Bloody Spring by Joseph Wheelan

Author:Joseph Wheelan [Wheelan, Joseph]
Language: eng
Format: epub
ISBN: 9780306822070
Publisher: Da Capo Press
Published: 2017-05-02T04:00:00+00:00


CHAPTER 4

The Battle That Never Happened

THE NORTH ANNA

The cold relentless energy with which [Grant] is pursuing Lee is actually sublime. The rebels call him “butcher” and “bull-dog.”

—CAPTAIN SAMUEL C. SCHOYER, 139TH PENNSYLVANIA1

It’s no use killing these fellows; a half-dozen take the place of every one we kill.

—A CONFEDERATE SOLDIER DESCRIBING THE UNION ARMY2

1

Friday, May 20–Saturday, May 21, 1864 North Anna River

LATE MAY 20, Hancock’s II Corps, reinforced to 20,000 men by Robert Tyler’s heavy artillerymen, left its camps at Anderson’s Mill, east of Spotsylvania Court House. Teenage artilleryman Frank Wilkeson wrote that as the army began to move that night, “all around us, the air hummed and vibrated with life.” II Corps’ infantry brigades passed Wilkeson’s battery “at a swinging gait, with their arms at will.” The men, he said, “growled and swore, and grumbled and enjoyed life right savagely.”3

A little after midnight, the corps’ leading brigades left the Telegraph Road and turned eastward toward Guiney Station. The tread of infantrymen and the rumble of iron wheel rims on the hard roads—portions of them corduroyed by army pioneers—filled the sultry night air with the unmistakable sounds of large numbers of soldiers on the move. Near Massaponax Church Road, Hancock’s infantrymen stepped aside to let the artillery pass; every wagon was packed with sleeping gun crewmen.

Wade Hampton’s Confederate cavalrymen were watching and reporting to Lee what they saw. At 4 a.m. on May 21, Lee dispatched Ewell’s Second Corps to block the Telegraph Road at Mud Tavern, three miles south of where Hancock had turned toward Guiney Station. By mid-morning, Ewell’s Rebels reached Stanard’s Mill on the Po River, a mile from Mud Tavern, and barricaded the Telegraph Road.4

V Corps did not start south until II Corps had finished passing its camps at mid-morning. By then, Grant and Meade knew that Ewell’s corps was moving toward the Telegraph Road, but they were unsure whether the First and Third Corps were behind Ewell; indeed, they could have used Phil Sheridan’s Cavalry Corps for reconnaissance and to screen their movements, but he had not yet returned from his Richmond expedition. Lacking good information, Grant and Meade diverted V corps onto the Guiney Station road, behind Hancock’s corps, rather than send it down the Telegraph Road and into a certain fight with an enemy force of unknown size.5

After II and V Corps had gone, Burnside’s IX Corps and Wright’s VI Corps withdrew from their positions and followed them, and Lee then ordered his First and Third Corps to follow Ewell to the Telegraph Road.

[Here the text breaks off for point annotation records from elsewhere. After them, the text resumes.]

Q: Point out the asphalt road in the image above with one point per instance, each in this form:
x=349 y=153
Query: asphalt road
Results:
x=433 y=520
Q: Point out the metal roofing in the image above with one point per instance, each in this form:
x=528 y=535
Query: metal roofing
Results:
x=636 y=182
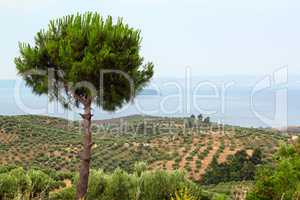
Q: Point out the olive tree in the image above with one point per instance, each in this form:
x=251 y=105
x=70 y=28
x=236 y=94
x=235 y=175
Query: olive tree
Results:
x=84 y=60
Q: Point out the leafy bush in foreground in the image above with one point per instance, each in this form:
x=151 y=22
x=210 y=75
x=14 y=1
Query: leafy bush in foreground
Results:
x=281 y=181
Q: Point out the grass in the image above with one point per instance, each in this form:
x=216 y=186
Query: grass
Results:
x=53 y=143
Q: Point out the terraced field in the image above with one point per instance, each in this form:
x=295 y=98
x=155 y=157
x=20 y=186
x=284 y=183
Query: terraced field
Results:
x=164 y=143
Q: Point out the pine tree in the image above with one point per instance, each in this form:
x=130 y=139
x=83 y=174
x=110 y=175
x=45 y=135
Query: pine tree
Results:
x=84 y=60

The Army of Northern Virginia was athwart the shorter, more direct route south, while the Army of the Potomac was hoping that its left hook would land between Lee and Richmond.

THE UNION ARMY’S new objective was the North Anna River, fifteen miles south of Spotsylvania Court House, and Hanover Junction, north-central Virginia’s railroad hub. Its rail lines connected the Rebel army, Richmond, and their larder, the Shenandoah Valley. If the Yankees got there first, the Confederates, pledged to protect Richmond at all costs, would have to attack the Army of the Potomac on Grant’s terms.